In May 1969 the FTC attempted to require all cigarette advertising to warn that “Cigarette Smoking is Dangerous to Health and May Cause Death from Cancer, Coronary Heart Disease, Chronic Bronchitis, Pulmonary Emphysema, and Other Diseases.” Once again, Congress countered and passed the Public Health Cigarette Smoking Act of 1969, which banned all cigarette advertising on electronic media after January 1, 1971,and mandated that all cigarette packages bear a milder statement: “Warning: The Surgeon General Has Determined that Cigarette Smoking Is Dangerous to Your Health.” The ban on radio and TV advertising ended the public-health messages required by the FCC, which had been shown to cut cigarette consumption, and reduced most of the $200 million annual advertising cost for existing tobacco products. The ban also made it more costly for new entrants to gain market share.

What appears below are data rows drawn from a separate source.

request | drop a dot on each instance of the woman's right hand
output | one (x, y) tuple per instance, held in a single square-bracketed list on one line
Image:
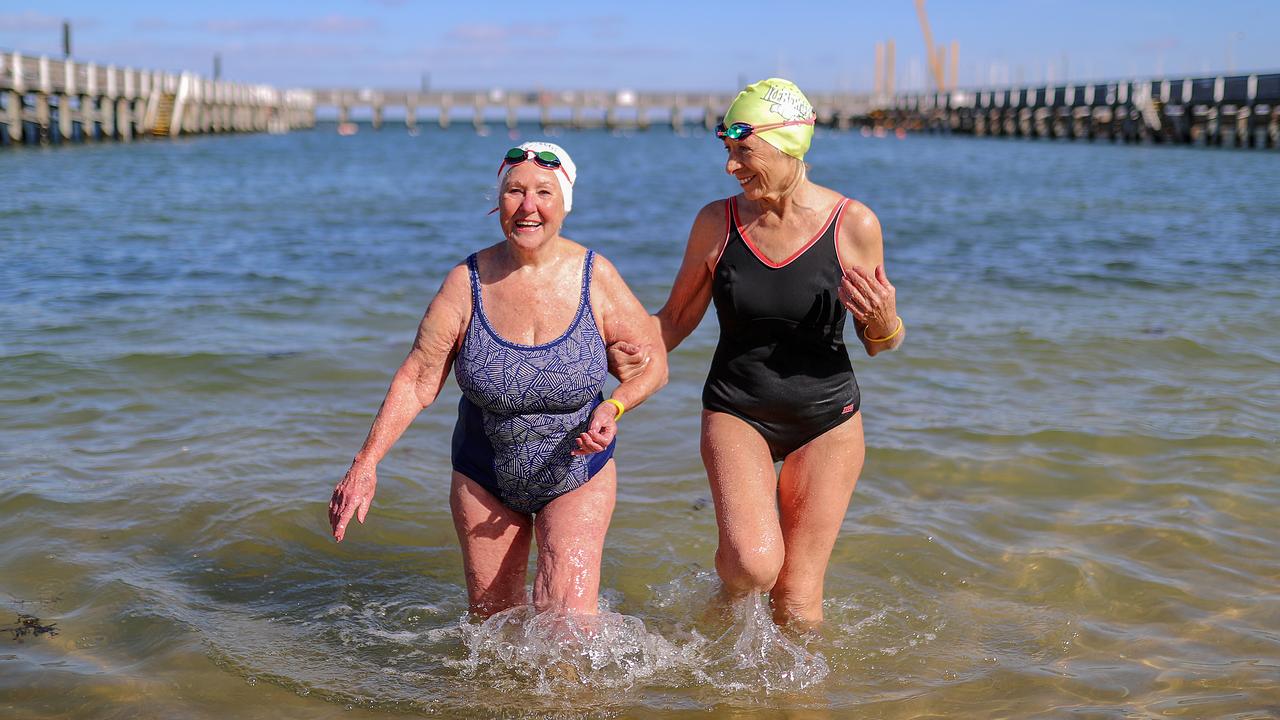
[(627, 360), (352, 497)]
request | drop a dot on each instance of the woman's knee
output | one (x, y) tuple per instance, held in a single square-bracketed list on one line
[(755, 570)]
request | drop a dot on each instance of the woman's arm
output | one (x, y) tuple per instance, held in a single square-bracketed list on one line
[(691, 290), (621, 319), (865, 290), (690, 294), (416, 384)]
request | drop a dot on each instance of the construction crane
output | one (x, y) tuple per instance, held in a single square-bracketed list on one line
[(937, 55)]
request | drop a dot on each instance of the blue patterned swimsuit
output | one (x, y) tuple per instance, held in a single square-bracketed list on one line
[(524, 405)]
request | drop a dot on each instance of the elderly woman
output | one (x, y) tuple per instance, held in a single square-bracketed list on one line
[(525, 324), (782, 260)]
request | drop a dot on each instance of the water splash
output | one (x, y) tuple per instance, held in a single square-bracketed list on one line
[(740, 648), (561, 654)]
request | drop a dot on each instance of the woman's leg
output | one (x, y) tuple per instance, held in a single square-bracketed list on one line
[(494, 541), (813, 496), (571, 542), (744, 488)]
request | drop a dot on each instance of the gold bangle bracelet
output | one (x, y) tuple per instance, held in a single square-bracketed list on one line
[(617, 404), (890, 336)]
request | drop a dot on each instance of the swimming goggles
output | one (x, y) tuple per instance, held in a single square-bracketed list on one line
[(741, 131), (542, 158)]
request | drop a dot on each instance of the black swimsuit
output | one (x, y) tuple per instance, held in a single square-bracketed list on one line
[(781, 361)]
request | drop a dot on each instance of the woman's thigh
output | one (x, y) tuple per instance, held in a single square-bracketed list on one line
[(571, 543), (814, 490), (494, 541), (744, 488)]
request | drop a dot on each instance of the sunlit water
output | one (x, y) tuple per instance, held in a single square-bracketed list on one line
[(1069, 505)]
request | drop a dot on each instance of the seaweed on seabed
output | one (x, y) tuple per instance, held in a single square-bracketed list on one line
[(30, 625)]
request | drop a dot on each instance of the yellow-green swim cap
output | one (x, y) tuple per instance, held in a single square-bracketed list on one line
[(771, 103)]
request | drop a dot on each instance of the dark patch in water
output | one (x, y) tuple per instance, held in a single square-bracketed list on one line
[(30, 625)]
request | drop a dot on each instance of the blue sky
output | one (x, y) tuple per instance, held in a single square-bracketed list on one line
[(649, 45)]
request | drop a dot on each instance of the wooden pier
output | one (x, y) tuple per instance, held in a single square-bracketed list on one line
[(44, 100), (621, 109), (1216, 110)]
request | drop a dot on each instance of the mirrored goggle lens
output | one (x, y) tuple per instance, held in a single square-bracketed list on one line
[(543, 158), (736, 131)]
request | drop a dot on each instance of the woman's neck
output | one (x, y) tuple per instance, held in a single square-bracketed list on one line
[(782, 204), (517, 258)]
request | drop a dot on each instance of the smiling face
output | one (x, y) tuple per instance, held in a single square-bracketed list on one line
[(760, 168), (531, 205)]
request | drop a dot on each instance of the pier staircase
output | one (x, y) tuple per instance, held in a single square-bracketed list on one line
[(164, 114)]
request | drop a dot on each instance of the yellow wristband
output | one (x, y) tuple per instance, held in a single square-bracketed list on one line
[(618, 405), (890, 336)]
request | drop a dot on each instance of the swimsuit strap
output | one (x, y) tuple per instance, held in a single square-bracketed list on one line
[(474, 270), (586, 279)]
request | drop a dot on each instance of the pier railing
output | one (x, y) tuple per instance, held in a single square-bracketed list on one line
[(1239, 110), (567, 108), (46, 100)]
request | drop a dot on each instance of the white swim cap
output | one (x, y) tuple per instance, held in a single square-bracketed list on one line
[(566, 173)]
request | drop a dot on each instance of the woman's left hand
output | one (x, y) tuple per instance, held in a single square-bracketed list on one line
[(871, 299), (600, 429)]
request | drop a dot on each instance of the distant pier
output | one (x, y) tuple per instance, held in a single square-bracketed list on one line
[(44, 100), (574, 109), (1215, 110)]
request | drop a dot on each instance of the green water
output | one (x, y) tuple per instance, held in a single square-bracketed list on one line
[(1068, 506)]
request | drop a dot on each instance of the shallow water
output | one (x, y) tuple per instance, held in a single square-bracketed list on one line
[(1068, 506)]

In 1998, 46 state attorneys general negotiated a settlement with tobacco producers after several successful state suits against tobacco companies based on recovering the cost of Medicaid payments for tobacco-related illnesses. The settlement yielded payments to the states that totaled $200 billion, which converted to an average annual payment to each state of $180 million in perpetuity. To generate the revenue the tobacco producers were allowed to collude and raise prices, doubling the wholesale price of cigarettes. Total sales volume went down. Profits went up. In effect the tobacco firms became well-paid tax collectors for the states. The settlement also contained a rich set of regulations that affected the marketing of tobacco products to youthful consumers.

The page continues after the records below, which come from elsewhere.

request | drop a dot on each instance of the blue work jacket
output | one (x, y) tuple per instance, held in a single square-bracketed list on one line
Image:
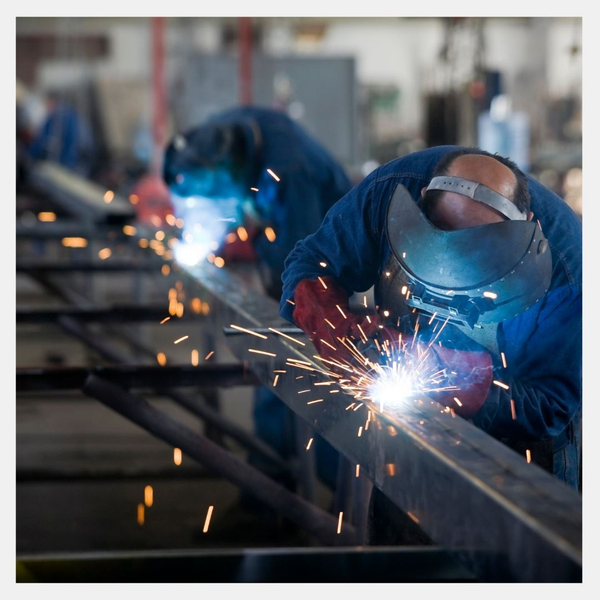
[(542, 346), (310, 181)]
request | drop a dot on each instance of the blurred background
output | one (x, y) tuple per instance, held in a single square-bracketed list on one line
[(89, 196)]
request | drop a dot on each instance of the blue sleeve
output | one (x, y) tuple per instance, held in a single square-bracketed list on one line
[(297, 213), (543, 350), (347, 242)]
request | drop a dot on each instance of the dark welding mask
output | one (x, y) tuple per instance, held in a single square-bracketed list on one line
[(473, 276), (206, 162)]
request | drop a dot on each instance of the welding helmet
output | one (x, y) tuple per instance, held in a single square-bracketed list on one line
[(207, 162), (473, 276)]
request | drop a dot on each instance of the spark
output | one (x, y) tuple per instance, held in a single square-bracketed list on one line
[(197, 305), (340, 522), (129, 230), (148, 496), (177, 456), (328, 344), (286, 336), (261, 352), (74, 242), (273, 175), (207, 520), (243, 329)]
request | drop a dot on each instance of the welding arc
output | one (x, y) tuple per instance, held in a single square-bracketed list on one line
[(313, 519)]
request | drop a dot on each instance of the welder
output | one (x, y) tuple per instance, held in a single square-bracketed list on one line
[(258, 168), (463, 237)]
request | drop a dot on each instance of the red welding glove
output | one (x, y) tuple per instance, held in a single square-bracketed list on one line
[(468, 370), (322, 311)]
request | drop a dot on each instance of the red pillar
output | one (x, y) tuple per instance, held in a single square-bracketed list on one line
[(159, 100), (245, 37)]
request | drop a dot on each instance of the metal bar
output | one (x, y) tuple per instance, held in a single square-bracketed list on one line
[(314, 520), (200, 409), (135, 376), (250, 565), (117, 312), (522, 525), (46, 266), (85, 200)]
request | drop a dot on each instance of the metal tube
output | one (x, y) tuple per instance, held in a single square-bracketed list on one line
[(136, 376), (316, 521)]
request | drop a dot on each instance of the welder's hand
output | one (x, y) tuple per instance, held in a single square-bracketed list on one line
[(322, 311), (468, 370)]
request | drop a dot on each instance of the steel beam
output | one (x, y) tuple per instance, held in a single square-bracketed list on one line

Industry-Serving Regulation

No, there is no evidence to suggest that tobacco has until now been “an industry that has gone basically unregulated.” But there is ample evidence that tobacco regulation has served the interests of the industry and the politicians that broker favors to the industry. Meanwhile, consumers of tobacco products, who are generally a lower-income population, have been denied the benefits of competitively determined product information; they also have unwittingly become major sources of revenue for state politicians, who generally provide more benefits to higher-income than lower-income consumers.

One can only speculate about what might have happened had the FTC not outlawed health-effects advertising and had the industry not become one of the more regulated industries in America.